# New - Bassbomber 3



## mike4500 (Sep 4, 2014)

Hi guys - I've decided to give kayaking a go as I'm tired of catching nothing from shore. Bought a Bassbomber 3 online and thinking of maiden voyage from Leis Park on the North Pine tomorrow morning. Would welcome company from anybody that knows what they're doing!
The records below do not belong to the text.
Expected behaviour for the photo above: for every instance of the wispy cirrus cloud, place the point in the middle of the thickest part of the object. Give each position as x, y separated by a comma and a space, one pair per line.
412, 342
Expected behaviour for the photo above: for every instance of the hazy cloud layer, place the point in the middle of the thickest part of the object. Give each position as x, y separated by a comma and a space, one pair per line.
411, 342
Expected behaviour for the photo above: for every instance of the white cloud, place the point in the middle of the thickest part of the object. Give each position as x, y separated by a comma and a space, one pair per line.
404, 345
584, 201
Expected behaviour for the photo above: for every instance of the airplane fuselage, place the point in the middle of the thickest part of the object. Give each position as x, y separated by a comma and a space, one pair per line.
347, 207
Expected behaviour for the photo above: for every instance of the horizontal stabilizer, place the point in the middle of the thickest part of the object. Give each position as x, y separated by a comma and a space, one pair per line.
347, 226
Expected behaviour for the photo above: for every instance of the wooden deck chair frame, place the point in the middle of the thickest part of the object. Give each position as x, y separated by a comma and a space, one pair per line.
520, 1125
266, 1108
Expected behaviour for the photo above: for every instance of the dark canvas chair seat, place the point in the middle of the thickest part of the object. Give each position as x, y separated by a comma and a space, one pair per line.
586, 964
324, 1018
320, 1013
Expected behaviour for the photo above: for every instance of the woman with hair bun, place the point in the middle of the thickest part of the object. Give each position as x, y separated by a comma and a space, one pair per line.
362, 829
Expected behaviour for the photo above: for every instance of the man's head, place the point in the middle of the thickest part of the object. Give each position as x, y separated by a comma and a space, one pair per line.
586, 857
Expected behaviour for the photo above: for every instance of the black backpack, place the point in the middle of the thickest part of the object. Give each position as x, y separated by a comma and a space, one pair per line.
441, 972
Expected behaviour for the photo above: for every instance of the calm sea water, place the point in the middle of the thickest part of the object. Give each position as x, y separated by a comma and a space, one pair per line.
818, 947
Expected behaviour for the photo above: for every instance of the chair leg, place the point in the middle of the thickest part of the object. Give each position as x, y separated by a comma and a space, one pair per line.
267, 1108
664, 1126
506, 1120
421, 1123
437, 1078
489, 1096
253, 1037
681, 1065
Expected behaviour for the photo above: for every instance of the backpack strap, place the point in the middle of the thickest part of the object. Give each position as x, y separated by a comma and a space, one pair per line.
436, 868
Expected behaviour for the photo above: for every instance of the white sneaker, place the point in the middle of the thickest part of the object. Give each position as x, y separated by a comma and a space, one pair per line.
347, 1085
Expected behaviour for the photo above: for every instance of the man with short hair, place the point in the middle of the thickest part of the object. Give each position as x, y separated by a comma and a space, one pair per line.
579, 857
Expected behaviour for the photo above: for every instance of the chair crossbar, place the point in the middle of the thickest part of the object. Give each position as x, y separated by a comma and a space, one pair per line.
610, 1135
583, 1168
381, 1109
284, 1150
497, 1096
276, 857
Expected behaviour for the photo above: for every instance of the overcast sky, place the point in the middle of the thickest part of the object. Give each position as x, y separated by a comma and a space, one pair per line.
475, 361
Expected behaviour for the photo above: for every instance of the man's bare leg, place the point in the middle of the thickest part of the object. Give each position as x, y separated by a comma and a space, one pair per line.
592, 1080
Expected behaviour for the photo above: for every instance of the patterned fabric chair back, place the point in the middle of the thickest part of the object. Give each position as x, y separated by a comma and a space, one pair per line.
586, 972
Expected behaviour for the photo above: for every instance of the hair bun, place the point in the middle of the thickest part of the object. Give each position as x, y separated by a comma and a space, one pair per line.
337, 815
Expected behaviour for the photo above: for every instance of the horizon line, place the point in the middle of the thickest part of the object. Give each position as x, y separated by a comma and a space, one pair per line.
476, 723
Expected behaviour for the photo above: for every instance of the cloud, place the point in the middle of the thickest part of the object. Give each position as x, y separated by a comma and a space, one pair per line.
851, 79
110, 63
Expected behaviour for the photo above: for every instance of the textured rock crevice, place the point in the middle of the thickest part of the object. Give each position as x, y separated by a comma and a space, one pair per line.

Cheers, Mike


----------



## mike4500 (Sep 4, 2014)

Or maybe Bob Bell Park on the South Pine???


----------



## teckee7 (Mar 30, 2009)

How did your Bassbomber go?


----------



## Cuda (Sep 18, 2006)

Welcome to AKFF. The place needs some new blood atm.


----------



## mike4500 (Sep 4, 2014)

Hi guys - went from Bob Bell on the South Pine and the yak went well and I got back dry, but fishless. I'm a bit if an awkward paddler, but im hoping that will improve. I didnt realise that the South Pine was so nice & peaceful - I really enjoyed the serenity (aahh, the serenity) and will be back there again this weekend better armed to land some swimming things. Cheers, Mike


----------



## Zorba (Jan 22, 2013)

Hi Mike

Glad you enjoyed the serenity

Welcome to AKFF


----------



## yellowprowler (Aug 27, 2014)

Welcome to the forum mate. I am keen to read some trip reports from your area.


----------